If the Strait of Hormuz can be partially bypassed…
does Iran actually have as much leverage over the global oil market as everyone assumes?
We will see……..
I fear the Persians aren’t up to throwing off the yoke of the IRGC.
So, we ought to starve the IRGC.
This means NO OIL REVENUE FOR IRAN.
This is simple to achieve, by interdicting tankers to or from Iran, or bombing the pumps to Kargh Island. Easy to do. Tough consequences.
Is the world willing to live without Iranian oil supply and the resulting higher prices for gas in order not to be nuked? Because with any possible cash, Iran will surely only race for nukes on Tel Aviv and New York.
Tough choice! I favor interdiction until complete surrender.
What say others?
We're not giving them weapons.
So, we ought to starve the IRGC.
The Persians would then starve first. He who has the guns makes the rules.
The Persians ought to rise up. The alternative is to suffer the same fate that is meted out to the IRGC.
I recommend revolution.
But I fear cowardice.
A Marine MEU can take and hold a piece of Iran for 30 days without help.
The LHA is also often the platform of choice for Special Operators.
Most reasonable.
“does Iran actually have as much leverage over the global oil market as everyone assumes?”
China is currently dependent on Iran. No other significant user of oil is dependent. Figure that into geo-politics.
The Iranian regular Army is in no mood to fight.
No food, no water, about 20 rounds each. They’ve been fighting the IRGC.
Massive AWOL issue and a reserve call up was a total failure.
“What say others?”
I say people need to stop expecting everything they want to happen immediately with no price. Not attacking you, just saying in general that patience is what we need. None of us have the information the military does. I trust them to be victorious, despite the media hope that the enemy will win.
We’re at war, and we have to temporarily pay more for gas. That’s our contribution, and I’m glad to make it. It’s nothing compared to combat/being shelled and the least I can do for our men and women in harm’s way!
great, tell our enemies.
Thanks.
They need an Iranian version of “Operation Valkyrie”

The cost just over two bucks apiece.
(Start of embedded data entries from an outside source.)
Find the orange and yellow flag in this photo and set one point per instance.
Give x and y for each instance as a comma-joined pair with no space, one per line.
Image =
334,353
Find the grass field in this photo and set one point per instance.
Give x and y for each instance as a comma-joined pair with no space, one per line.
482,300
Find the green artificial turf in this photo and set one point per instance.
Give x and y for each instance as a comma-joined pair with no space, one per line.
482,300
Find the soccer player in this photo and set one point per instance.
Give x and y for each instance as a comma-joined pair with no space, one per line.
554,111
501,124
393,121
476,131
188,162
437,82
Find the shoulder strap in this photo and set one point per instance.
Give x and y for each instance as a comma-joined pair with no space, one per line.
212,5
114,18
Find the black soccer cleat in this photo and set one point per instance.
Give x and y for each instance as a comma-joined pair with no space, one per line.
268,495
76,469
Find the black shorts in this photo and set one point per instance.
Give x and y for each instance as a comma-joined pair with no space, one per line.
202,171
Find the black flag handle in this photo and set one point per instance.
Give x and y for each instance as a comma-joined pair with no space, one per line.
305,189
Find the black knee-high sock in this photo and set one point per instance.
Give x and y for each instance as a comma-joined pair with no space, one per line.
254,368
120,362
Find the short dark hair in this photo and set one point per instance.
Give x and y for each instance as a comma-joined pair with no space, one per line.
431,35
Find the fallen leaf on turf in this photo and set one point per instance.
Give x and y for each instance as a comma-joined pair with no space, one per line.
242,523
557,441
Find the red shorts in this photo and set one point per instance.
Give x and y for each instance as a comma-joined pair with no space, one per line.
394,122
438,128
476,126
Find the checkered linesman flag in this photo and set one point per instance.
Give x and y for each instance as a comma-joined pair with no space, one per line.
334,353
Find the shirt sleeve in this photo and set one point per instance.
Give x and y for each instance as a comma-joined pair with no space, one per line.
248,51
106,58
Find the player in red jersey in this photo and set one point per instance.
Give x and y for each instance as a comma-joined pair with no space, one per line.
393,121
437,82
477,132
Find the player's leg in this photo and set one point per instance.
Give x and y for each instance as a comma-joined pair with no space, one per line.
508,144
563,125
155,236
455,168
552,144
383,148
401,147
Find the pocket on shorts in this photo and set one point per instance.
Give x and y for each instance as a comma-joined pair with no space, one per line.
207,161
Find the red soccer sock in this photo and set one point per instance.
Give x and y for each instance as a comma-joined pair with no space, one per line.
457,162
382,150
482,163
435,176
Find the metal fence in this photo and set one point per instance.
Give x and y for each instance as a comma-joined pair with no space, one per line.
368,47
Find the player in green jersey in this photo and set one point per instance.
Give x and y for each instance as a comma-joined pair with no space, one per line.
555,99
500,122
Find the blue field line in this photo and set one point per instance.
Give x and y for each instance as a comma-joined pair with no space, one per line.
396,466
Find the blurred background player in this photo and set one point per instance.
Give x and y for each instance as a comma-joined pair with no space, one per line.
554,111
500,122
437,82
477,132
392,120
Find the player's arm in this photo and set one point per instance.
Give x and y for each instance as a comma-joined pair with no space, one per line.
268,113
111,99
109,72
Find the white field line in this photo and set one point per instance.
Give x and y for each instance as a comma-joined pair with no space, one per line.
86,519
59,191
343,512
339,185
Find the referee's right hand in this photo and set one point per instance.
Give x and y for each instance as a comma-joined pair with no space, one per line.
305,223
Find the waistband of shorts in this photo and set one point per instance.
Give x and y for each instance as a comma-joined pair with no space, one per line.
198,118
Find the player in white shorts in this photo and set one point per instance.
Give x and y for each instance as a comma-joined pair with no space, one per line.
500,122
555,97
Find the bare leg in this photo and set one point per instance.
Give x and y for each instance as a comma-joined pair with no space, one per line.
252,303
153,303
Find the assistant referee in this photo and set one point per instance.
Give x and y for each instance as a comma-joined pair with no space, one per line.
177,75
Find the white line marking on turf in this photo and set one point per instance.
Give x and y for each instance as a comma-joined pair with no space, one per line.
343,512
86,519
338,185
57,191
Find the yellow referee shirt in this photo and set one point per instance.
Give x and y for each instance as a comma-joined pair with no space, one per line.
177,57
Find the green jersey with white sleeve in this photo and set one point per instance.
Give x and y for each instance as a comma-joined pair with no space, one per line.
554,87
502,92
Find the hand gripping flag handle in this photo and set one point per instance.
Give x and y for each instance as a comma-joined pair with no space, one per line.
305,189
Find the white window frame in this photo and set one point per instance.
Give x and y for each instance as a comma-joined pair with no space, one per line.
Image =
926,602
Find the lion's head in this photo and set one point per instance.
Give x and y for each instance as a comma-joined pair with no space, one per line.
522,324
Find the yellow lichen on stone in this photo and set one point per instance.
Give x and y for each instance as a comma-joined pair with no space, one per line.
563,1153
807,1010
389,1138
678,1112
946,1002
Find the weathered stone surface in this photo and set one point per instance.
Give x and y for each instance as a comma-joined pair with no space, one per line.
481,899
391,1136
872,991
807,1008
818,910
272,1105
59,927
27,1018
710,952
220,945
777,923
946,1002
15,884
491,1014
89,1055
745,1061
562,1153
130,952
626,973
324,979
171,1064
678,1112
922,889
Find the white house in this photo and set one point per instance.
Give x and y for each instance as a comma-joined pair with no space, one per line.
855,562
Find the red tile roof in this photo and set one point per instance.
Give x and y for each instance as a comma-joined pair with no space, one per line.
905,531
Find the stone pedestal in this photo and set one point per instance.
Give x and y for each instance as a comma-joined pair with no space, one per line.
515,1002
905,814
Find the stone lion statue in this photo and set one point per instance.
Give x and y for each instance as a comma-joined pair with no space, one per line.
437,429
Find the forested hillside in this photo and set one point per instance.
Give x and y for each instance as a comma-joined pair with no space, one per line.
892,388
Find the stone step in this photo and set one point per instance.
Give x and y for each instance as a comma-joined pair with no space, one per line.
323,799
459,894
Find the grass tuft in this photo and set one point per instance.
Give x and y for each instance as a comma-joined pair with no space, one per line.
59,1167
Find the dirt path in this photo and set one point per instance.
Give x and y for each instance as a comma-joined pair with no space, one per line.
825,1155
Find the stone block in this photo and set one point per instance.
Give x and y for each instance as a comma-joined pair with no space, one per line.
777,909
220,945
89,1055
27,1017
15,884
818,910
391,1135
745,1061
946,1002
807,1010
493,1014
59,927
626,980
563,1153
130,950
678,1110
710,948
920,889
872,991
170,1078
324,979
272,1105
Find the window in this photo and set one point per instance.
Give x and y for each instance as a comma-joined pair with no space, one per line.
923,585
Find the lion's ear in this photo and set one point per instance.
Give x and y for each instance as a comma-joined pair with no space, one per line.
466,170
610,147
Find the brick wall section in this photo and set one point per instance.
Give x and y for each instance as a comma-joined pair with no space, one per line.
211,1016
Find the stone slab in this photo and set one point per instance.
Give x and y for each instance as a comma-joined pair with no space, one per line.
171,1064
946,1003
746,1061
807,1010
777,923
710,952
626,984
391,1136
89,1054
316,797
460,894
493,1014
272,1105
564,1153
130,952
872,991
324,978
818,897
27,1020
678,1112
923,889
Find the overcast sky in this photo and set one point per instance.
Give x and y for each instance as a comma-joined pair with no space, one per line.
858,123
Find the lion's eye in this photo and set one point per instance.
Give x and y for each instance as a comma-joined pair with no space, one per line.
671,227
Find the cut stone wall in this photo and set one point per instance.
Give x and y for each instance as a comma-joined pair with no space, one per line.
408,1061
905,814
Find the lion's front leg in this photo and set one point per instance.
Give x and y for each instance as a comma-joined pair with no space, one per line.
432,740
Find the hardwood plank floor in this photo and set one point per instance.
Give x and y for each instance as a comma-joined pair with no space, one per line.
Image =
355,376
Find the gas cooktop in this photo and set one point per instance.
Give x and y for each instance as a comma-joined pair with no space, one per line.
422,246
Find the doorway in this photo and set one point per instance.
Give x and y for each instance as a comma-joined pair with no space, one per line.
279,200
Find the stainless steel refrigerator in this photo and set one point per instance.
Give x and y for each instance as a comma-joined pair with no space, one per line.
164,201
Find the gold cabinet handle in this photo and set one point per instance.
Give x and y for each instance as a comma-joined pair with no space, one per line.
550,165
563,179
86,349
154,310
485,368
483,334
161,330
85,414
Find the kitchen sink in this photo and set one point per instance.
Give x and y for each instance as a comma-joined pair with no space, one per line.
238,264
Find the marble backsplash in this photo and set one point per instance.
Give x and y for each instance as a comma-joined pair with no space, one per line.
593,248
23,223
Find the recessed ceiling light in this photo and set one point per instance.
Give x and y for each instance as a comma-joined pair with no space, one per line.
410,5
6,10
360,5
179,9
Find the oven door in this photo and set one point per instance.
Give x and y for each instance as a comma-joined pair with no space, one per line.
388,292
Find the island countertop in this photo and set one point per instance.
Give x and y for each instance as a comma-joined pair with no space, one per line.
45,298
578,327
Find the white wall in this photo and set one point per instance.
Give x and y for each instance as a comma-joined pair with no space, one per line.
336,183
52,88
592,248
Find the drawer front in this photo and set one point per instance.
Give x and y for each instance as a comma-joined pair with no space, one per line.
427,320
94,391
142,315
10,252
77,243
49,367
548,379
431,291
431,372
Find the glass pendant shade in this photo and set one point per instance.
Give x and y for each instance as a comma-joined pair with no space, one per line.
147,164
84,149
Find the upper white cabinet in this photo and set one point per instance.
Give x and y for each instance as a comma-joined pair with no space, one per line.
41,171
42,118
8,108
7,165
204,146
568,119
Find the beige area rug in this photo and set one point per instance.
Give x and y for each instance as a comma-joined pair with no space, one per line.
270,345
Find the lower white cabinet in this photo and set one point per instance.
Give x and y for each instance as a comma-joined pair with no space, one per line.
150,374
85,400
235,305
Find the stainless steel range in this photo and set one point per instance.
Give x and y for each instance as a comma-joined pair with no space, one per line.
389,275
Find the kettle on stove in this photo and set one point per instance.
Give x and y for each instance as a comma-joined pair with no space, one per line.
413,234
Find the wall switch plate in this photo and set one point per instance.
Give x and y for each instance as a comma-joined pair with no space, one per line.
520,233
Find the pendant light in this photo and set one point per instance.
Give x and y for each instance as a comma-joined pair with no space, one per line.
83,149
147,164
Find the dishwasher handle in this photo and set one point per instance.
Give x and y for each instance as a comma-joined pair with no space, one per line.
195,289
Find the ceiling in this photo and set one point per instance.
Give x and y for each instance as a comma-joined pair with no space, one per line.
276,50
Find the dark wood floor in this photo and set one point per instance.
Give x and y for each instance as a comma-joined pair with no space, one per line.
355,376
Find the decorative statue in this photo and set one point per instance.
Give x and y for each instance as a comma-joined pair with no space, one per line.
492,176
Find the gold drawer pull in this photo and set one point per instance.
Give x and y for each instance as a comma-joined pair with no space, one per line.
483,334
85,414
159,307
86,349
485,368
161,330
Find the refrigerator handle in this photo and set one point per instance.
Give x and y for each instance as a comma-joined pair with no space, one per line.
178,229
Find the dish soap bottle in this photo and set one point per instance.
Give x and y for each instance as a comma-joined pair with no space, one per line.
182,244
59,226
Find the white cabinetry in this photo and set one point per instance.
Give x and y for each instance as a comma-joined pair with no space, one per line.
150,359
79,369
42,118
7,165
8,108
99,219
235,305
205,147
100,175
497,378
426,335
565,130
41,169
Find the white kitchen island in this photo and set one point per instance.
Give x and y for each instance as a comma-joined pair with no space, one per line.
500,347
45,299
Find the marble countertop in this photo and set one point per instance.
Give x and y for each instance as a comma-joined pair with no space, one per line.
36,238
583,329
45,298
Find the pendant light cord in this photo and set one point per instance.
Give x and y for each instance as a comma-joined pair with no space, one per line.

We gave them to the French Resistance in WWII, why not the Zoroastrian Persians? It's in the finest American traditions of armed citizenry and self-government. I think they're smart enough to appreciate it properly.
> I’m still trying to figure out why it took FOUR people to write this. <
Probably to include one LGBTQ person, one person of color, one straight yet radical feminist, and one communist.
As a side note, I recall reading an MSN article that had seven authors. And it wasn’t some deep investigative story. It was about something mundane, like a stock market data report.
To water their lawns?
I’ve often wondered that about articles with even two writers attributed to them.